Or, à l’heure actuelle, nous n’avons tout simplement aucune idée de ce à quoi ressemblerait l’humanité avec une génération entière de bébés cultivés loin de leurs mères. Et l’impact d’une telle dynamique pourrait être profond. Car en substance, il s’agirait de modifier un processus de développement qui conditionne directement le visage de l’humanité depuis des dizaines de milliers d’années.
Dans une interview à Metro sur un autre sujet, la professeure Anna Smajdor a donné un exemple très parlant. Elle expliquait que « les contraintes de l’utérus et du pelvis humain ont agi comme des freins à la taille du crâne et du cerveau humain ».
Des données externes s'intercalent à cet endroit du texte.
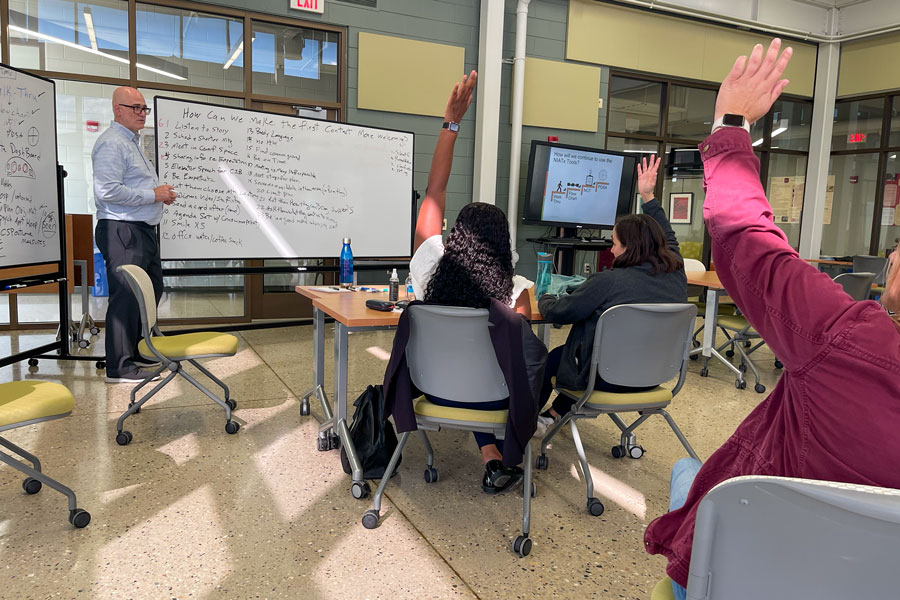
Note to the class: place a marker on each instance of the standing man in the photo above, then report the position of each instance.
(129, 207)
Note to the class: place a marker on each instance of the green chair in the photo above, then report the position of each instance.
(24, 403)
(171, 351)
(635, 345)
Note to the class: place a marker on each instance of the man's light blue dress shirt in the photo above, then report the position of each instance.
(123, 178)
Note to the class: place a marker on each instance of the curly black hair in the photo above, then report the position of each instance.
(477, 261)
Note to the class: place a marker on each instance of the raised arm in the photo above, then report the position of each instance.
(793, 306)
(891, 297)
(431, 215)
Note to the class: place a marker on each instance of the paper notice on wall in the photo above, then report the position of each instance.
(786, 198)
(829, 199)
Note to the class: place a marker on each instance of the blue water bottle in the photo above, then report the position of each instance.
(542, 281)
(346, 264)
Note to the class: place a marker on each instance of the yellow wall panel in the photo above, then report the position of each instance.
(407, 76)
(866, 65)
(667, 45)
(560, 95)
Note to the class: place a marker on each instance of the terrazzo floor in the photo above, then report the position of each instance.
(187, 511)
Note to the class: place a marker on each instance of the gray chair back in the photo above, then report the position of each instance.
(641, 345)
(450, 355)
(857, 285)
(775, 537)
(871, 264)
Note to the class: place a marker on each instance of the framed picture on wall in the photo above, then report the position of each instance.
(681, 206)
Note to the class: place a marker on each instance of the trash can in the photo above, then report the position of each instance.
(101, 286)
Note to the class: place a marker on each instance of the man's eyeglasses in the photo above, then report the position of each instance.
(137, 108)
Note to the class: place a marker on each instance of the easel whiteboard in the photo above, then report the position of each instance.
(259, 185)
(29, 197)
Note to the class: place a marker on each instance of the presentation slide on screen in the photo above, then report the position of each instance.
(582, 186)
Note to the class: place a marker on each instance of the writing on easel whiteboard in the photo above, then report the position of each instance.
(260, 184)
(29, 223)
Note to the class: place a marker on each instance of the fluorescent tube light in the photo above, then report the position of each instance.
(57, 40)
(89, 21)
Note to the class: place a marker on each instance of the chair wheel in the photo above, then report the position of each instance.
(431, 475)
(360, 489)
(370, 519)
(522, 545)
(595, 507)
(32, 485)
(79, 518)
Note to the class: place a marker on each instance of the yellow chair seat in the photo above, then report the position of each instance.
(204, 343)
(22, 401)
(658, 395)
(663, 590)
(736, 322)
(426, 409)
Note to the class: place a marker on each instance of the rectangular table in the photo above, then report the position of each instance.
(348, 309)
(714, 289)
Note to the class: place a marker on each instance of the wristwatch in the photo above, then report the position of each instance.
(731, 120)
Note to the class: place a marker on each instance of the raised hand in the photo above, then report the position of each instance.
(754, 84)
(647, 177)
(460, 98)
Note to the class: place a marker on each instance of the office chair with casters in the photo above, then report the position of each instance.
(857, 285)
(171, 351)
(635, 345)
(779, 537)
(462, 368)
(25, 403)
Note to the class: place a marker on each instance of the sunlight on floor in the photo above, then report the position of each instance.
(621, 493)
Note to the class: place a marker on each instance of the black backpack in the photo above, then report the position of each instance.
(374, 437)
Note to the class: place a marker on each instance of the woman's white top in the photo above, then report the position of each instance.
(425, 261)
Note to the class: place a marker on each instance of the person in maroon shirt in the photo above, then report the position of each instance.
(835, 413)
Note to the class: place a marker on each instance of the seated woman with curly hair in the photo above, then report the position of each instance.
(473, 267)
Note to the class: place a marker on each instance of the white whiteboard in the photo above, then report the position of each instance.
(259, 185)
(29, 200)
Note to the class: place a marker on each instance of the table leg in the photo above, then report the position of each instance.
(318, 372)
(359, 487)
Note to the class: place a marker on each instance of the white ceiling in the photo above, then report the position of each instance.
(819, 20)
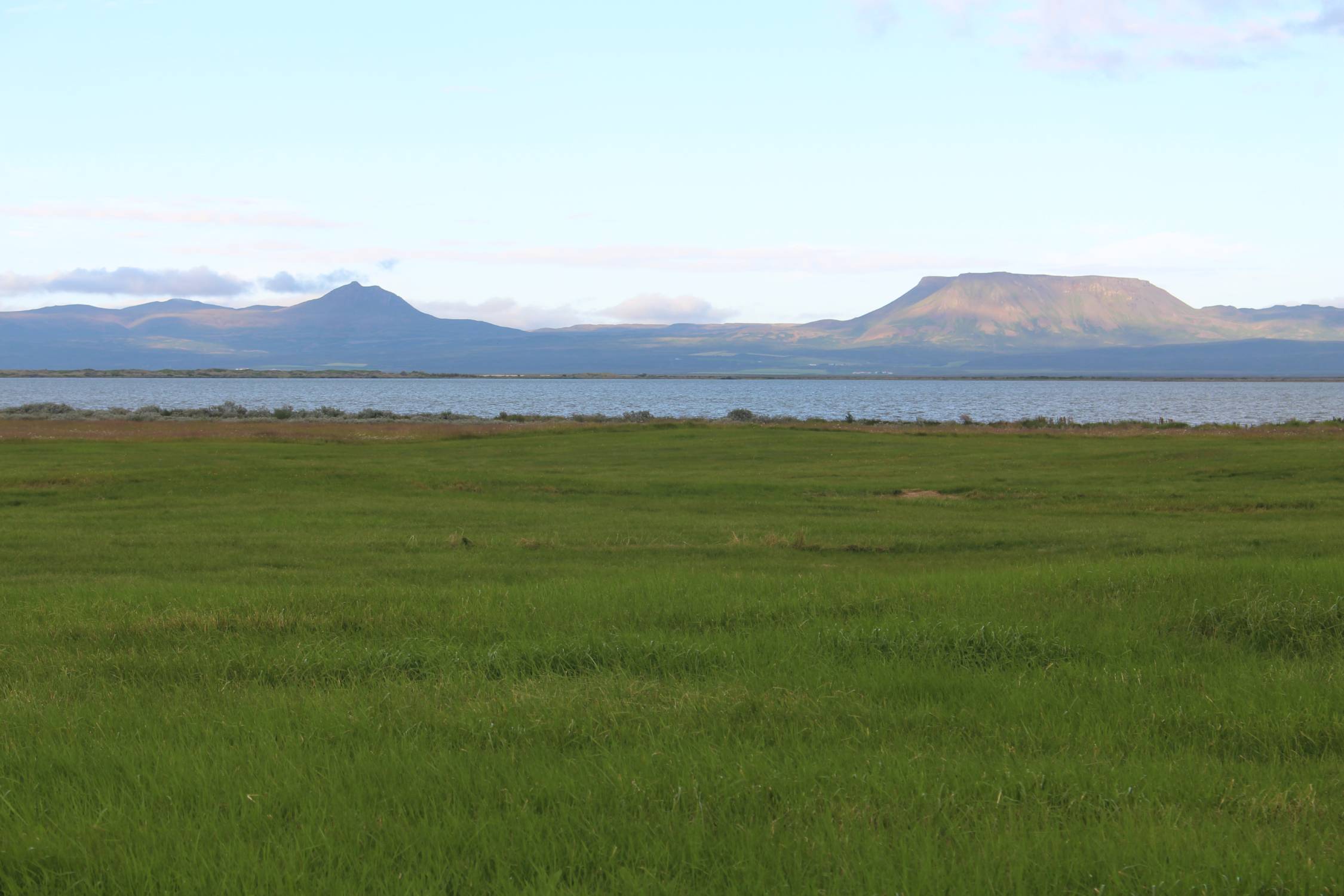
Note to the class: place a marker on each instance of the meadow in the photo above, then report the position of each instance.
(670, 657)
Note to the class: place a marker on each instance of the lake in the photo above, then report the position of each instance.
(1082, 401)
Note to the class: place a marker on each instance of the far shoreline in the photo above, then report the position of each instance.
(421, 375)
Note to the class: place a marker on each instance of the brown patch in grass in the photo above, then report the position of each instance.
(925, 495)
(799, 542)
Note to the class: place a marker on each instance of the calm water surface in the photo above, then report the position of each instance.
(885, 400)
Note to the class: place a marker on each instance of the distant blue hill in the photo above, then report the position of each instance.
(975, 324)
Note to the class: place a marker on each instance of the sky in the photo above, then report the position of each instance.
(539, 164)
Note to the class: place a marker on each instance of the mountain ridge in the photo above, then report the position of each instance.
(941, 324)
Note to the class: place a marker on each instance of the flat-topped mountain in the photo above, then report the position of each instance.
(992, 309)
(987, 323)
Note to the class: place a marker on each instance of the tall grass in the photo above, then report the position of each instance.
(670, 659)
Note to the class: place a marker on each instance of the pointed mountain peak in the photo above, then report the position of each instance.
(354, 305)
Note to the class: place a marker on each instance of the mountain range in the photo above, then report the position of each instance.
(972, 324)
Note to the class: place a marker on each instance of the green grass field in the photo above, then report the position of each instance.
(671, 659)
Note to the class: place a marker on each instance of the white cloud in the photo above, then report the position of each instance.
(128, 281)
(504, 312)
(691, 258)
(1152, 253)
(287, 283)
(655, 308)
(1117, 36)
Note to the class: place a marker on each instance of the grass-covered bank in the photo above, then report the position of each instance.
(668, 657)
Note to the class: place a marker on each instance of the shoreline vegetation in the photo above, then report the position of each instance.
(345, 374)
(237, 413)
(259, 656)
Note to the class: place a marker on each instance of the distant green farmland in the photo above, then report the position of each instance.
(359, 659)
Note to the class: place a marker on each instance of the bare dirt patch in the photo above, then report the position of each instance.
(925, 495)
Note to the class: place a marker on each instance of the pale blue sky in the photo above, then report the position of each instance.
(542, 163)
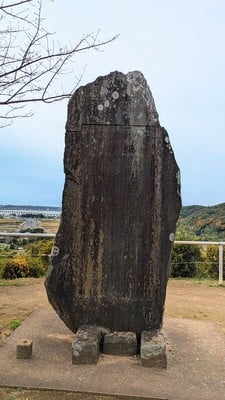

Un changement radical dans la trajectoire de l’humanité
Cela signifie-t-il qu’il faut absolument cesser d’accoucher naturellement pour faire avancer l’humanité ? Absolument pas. D’ailleurs, cela ne signifie en aucun cas que les humains deviendraient plus intelligents s’ils naissaient ainsi. Mais c’est un bon exemple pour montrer que si homo sapiens sapiens était « libéré » des contraintes de la grossesse normale, cela pourrait changer complètement la trajectoire évolutive de l’humanité — pour le meilleur ou pour le pire. Car il ne s’agit que d’un exemple isolé, et des tas d’autres conséquences scientifiques et sociales aujourd’hui imperceptibles nous attendent forcément au tournant.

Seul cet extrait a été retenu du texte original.